Emma glanced up and noticed the dark silhouette of a house nestled amongst the trees on the brow of a low hill.
At first she was reminded of Penn Farm and in her frightened state she didn’t stop to think that where there was a building, there would almost certainly be a road, track or some other means of access. It was only when Donna slammed the brakes on that realisation dawned.
‘What’s the matter?’ she asked, immediately concerned that they had stopped. Donna nodded her head in the direction of the two vehicles ahead. Emma peered into the darkness and saw that Cooper had climbed out of the personnel carrier. He was untying the frayed rope that was keeping a wide metal gate closed and in place. The headlamps of the three vehicles illuminated a steady stream of unsteady bodies which crisscrossed the scene randomly and began to collide with the transports. They watched as Cooper swung the gate open, kicked away the nearest corpse, and then ran back to his vehicle.
‘Should be easier from here,’ Donna said quietly, tired resignation very evident in her voice. ‘I don’t think we’ll…’

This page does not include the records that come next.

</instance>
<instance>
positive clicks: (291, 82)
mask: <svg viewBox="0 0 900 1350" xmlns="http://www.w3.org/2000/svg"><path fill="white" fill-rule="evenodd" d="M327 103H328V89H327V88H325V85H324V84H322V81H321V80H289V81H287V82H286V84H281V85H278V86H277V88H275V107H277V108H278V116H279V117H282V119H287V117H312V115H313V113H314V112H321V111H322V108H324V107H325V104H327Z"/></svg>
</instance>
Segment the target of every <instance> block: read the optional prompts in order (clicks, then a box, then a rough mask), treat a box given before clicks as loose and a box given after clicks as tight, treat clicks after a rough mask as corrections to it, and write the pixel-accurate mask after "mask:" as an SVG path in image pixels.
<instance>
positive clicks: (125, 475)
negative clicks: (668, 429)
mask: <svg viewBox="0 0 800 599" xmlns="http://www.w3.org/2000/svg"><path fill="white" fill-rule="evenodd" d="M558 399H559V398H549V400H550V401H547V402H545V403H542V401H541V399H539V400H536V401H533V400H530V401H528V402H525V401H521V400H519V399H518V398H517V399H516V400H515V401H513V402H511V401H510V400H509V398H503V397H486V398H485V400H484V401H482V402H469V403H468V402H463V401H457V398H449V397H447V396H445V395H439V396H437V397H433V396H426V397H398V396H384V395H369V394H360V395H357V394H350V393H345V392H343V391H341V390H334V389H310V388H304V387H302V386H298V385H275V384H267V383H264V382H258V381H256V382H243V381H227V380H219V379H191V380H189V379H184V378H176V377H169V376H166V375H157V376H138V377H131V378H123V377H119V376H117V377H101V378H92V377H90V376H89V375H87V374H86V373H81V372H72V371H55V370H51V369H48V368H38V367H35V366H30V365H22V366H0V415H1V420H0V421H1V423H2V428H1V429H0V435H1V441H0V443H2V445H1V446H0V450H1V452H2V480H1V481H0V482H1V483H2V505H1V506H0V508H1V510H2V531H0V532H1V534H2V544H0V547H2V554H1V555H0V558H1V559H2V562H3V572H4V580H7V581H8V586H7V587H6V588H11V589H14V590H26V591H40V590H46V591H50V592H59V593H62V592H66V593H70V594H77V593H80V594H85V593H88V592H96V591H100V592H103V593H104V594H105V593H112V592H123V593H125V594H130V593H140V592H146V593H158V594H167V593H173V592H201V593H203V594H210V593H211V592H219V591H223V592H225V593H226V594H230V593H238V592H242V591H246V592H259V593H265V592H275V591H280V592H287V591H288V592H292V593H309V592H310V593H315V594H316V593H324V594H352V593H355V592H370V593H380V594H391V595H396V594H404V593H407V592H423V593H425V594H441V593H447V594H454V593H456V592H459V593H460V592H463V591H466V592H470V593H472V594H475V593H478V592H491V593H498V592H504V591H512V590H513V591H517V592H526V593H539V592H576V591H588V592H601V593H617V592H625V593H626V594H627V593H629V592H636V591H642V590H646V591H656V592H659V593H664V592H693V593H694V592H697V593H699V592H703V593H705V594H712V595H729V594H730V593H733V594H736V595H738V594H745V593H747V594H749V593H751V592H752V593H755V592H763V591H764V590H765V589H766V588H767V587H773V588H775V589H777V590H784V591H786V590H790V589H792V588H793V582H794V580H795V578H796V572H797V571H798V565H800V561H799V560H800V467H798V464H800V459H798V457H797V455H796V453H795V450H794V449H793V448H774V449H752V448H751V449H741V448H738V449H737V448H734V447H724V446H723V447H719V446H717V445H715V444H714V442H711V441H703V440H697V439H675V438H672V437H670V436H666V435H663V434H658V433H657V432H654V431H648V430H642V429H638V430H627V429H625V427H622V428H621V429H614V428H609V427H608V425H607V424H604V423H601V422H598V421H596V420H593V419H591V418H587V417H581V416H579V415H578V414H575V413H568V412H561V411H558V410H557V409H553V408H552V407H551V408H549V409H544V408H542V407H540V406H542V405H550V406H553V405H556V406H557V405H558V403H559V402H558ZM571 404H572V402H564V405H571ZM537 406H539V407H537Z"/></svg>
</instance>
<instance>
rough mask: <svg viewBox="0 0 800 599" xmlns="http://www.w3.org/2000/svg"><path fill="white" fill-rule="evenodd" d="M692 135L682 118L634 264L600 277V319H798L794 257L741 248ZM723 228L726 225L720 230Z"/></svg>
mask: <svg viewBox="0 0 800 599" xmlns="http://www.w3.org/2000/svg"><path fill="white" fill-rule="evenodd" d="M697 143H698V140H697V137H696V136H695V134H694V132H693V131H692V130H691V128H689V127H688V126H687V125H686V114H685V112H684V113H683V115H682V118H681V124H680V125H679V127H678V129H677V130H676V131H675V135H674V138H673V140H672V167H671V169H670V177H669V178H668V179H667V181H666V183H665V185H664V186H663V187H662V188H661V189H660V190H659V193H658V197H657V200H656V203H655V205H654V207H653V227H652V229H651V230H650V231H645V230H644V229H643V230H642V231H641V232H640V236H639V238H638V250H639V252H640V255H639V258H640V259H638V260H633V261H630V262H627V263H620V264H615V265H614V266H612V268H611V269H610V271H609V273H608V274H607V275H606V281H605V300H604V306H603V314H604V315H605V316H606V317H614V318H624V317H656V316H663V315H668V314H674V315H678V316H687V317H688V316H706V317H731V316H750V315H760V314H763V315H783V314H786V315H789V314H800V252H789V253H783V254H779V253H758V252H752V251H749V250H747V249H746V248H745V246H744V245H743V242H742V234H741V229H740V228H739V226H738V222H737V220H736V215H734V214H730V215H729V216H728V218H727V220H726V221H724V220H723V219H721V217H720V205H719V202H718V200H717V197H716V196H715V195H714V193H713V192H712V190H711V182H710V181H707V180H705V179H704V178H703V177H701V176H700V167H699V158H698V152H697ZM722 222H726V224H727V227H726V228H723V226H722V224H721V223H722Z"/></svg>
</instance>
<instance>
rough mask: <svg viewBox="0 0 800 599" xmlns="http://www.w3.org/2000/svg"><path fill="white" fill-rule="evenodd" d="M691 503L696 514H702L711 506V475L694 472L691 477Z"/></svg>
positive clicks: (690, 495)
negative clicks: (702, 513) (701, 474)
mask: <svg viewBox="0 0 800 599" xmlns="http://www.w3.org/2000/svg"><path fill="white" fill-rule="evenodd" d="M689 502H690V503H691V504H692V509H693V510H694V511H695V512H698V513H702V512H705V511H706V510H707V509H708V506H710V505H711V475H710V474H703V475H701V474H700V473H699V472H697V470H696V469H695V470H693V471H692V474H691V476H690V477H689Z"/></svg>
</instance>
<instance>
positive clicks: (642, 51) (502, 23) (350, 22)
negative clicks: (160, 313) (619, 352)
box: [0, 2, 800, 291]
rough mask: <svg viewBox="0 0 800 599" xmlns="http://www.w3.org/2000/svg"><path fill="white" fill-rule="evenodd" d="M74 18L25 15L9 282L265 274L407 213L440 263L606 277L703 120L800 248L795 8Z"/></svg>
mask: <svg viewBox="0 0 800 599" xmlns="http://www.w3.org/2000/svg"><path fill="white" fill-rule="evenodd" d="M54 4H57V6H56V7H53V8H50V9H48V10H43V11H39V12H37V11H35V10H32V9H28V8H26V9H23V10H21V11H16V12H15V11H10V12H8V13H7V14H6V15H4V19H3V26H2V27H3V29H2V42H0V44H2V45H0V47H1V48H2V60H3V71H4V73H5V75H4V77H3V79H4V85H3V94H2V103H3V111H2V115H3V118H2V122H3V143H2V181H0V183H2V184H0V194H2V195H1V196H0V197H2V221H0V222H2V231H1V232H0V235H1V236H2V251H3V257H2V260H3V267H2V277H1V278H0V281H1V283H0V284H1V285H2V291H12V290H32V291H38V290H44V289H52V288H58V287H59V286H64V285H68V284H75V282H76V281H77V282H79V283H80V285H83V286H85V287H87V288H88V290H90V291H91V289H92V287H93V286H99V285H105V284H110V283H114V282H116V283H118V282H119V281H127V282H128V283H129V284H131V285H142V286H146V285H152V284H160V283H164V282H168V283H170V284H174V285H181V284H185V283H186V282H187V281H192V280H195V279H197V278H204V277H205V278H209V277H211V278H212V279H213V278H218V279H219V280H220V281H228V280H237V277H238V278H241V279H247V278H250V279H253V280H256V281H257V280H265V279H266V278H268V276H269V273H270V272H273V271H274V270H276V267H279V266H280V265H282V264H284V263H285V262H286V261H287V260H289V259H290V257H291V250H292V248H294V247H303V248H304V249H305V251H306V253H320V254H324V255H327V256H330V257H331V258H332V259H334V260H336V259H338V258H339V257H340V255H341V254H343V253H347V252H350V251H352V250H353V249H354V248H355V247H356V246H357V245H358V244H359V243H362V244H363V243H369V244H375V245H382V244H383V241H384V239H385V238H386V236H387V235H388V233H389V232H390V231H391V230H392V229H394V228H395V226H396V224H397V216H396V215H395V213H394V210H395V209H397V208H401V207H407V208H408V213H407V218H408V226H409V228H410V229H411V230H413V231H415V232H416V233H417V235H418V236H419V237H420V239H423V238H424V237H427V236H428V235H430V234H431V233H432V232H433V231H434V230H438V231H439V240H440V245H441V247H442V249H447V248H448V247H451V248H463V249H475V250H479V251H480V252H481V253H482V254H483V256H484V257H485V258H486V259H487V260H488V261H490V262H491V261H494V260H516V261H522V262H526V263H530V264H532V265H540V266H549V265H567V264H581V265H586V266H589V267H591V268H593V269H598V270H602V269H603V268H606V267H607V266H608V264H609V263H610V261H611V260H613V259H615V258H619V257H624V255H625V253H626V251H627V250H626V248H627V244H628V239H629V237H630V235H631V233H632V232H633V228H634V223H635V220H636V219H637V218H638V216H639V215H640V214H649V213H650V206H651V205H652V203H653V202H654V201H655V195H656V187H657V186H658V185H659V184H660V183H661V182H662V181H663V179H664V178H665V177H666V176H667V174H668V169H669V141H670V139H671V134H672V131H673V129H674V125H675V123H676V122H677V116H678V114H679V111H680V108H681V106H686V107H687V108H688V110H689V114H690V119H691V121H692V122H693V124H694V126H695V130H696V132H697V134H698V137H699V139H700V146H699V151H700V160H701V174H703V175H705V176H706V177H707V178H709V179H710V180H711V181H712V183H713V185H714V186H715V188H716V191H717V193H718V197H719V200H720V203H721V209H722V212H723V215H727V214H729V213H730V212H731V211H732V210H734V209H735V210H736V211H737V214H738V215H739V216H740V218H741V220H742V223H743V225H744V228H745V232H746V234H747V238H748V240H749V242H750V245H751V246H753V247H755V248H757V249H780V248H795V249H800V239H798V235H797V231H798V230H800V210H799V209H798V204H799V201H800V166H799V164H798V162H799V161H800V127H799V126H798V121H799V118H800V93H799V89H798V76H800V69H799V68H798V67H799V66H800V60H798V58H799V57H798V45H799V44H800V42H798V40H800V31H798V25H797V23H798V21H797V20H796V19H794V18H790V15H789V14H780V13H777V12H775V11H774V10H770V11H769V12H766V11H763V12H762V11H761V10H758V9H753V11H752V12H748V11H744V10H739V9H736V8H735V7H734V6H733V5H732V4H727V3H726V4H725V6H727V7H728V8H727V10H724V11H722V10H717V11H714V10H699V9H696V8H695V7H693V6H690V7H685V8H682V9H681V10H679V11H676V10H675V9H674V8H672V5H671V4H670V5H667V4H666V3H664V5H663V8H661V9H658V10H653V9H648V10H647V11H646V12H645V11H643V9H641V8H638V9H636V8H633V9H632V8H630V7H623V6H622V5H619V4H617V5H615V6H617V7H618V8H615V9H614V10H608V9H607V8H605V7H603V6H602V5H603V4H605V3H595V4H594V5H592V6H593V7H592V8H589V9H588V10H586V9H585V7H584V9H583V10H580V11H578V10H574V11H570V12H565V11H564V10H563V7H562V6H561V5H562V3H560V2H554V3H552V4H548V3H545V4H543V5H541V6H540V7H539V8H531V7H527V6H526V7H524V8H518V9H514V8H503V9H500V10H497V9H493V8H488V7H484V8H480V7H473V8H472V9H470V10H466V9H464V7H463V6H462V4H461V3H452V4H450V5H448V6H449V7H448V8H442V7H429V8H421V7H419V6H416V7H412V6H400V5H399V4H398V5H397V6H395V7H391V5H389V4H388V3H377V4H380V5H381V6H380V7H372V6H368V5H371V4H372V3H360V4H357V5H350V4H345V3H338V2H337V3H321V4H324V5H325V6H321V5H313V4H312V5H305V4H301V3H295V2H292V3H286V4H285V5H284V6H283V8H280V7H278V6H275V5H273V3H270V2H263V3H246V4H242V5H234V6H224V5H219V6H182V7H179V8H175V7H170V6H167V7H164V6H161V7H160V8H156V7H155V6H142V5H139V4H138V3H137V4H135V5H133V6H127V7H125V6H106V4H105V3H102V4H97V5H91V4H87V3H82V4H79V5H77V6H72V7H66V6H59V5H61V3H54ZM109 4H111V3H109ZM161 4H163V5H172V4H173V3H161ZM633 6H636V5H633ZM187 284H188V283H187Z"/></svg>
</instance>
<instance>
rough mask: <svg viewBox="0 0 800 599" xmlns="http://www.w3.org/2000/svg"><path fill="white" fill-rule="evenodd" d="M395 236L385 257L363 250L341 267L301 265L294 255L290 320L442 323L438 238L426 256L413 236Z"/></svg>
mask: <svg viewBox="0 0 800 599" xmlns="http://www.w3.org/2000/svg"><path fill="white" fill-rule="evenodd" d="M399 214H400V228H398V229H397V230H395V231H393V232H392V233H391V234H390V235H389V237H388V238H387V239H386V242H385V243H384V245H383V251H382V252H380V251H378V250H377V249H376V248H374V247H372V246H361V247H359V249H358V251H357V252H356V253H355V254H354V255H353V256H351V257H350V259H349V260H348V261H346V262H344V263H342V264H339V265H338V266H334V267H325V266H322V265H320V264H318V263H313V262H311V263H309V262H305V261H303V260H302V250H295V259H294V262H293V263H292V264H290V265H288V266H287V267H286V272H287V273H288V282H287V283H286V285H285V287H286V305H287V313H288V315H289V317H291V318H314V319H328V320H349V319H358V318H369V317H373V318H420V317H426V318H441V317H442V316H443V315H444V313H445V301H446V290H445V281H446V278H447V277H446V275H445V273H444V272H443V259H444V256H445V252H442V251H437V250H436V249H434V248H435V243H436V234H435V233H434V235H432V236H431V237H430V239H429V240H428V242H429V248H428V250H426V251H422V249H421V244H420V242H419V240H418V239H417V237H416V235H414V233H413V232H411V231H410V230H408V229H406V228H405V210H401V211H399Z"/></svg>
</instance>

Her words were interrupted by the sudden appearance of a withered cadaver which stumbled haphazardly out of the darkness towards them and slammed into the front of the motorhome. She jumped back with surprise and then leant forward and peered down at the pathetic shell which was pointlessly battering the front of the vehicle with clumsy, barely-coordinated hands. It was an appalling sight. In the time that the survivors had been underground the condition of the bodies had continued to deteriorate. This creature, judging by the length of its lank, shoulder-length hair and the remains of its ragged clothes, had once been female.